Lori Wilde ist ein herzergreifender (Weihnachts-) Roman gelungen. Sie verknüpft eine wunderschöne Weihnachtslegende mit einer Liebesgeschichte, die nicht ohne Probleme abläuft. Lori Wilde lässt die ganze Geschichte um die Weihnachtszeit (einer ohnehin ziemlich rührseligen Zeit) ablaufen, wobei ich denke, dass die Geschichte auch zu jeder anderen Zeit des Jahres Bestand hätte.
Sarah Collier hat sich im Alter von fünfzehn Jahren blamiert, als sie in die Hochzeit des Mannes, den sie im Traum gesehen hatte, hereinplatzt und ihn überzeugen will, dass er für sie vorbestimmt ist. Aufgrund dieser Blamage verwandelt sie sich von dem vormals extrem romantischen und idealistischen Teenager in eine nüchterne realistische Frau, die nicht mehr an die Liebe und an Vorbestimmung glaubt.
Acht Jahre später kehrt Sarah, nun erfolgreiche Kinderbuchautorin, nach Twilight zurück, um den Herzenswunsch eines schwer erkrankten Mädchens zu erfüllen. Als sich dann herausstellt, dass das kleine Mädchen Travis Tochter ist und er inzwischen alleinerziehender Vater, überschlagen sich die Ereignisse und Gefühle von Sarah.
Lori Wilde hat die einzelnen Charaktere bis hin zu den Nebencharakteren sehr gut ausgearbeitet. Man fühlt stark mit ihnen mit und kann sich sehr gut in deren Situationen hineinversetzen. Auch wenn Sarah als Erwachsene vorgibt, nicht mehr sonderlich romantisch zu sein, erkennt man doch schnell, dass dem nicht so wirklich ist.
Insgesamt wird einem beim Lesen der Geschichte klar, dass nicht alles so ist, wie es scheint. Irgendwie scheint (fast) jeder im kleinen Örtchen irgendwelche Geheimnisse mit sich rumzutragen, die interessanterweise alle nach und nach gelüftet werden. Allerdings erschien mir dies nach einer Weile schon viel. Klar jeder hat irgendwie Geheimnisse, die er mit sich schleppt. Jedoch spielen hier viel zu viele große Geheimnisse eine Rolle:
Eine Frau, die für Geld ihr Kind weggeben hat; Travis Ex-Frau offenbart warum sie ihre kranke Tochter im Stich ließ; Sarah trägt nicht nur Narben auf ihrer Seele mit sich, uvm.
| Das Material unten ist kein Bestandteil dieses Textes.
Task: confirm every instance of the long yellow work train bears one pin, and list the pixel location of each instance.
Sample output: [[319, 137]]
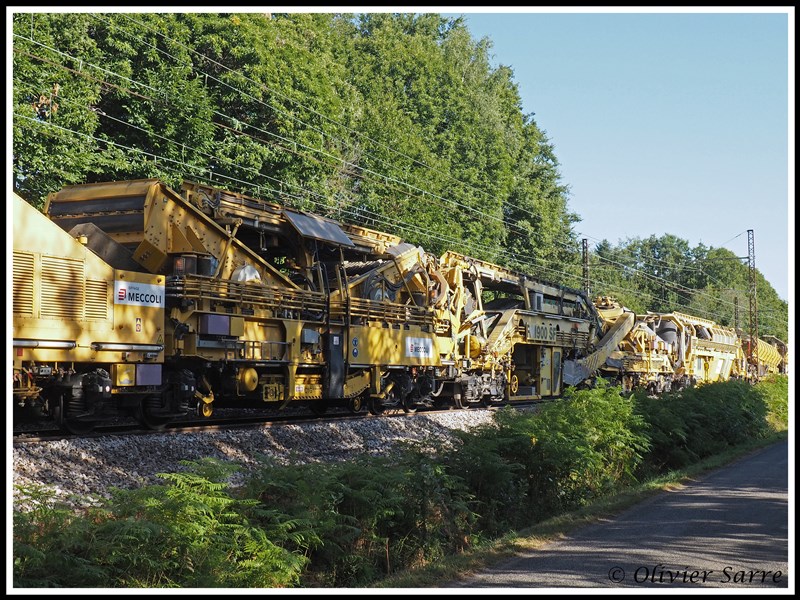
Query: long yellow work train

Abgesehen davon, dass zu viele Geheimnisse eine Rolle spielen, denke ich dass Lori Wilde ein wunderbarer Roman in schöner Kulisse gelungen ist, von der ich gerne mehr lesen würde. Allerdings denke, ich auch, dass das Ende etwas besser hätte ausgearbeitet werden können, da es zum Einen teilweise voraussehbar ist, zum Anderen aber auch Teilaspekte etwas unglaubwürdig wirken (Beziehung zu Sarahs Eltern und deren Einfluss auf ihr Verhalten).
Mit ein paar weniger mit Geheimnissen belasteten Personen hätte das Buch von mir durchaus 5 Punkte bekommen. Da ich allerdings denke, dass Lori Wilde hier ein wenig übertrieben hat, bekommt das Buch von mir insgesamt 4 Punkte.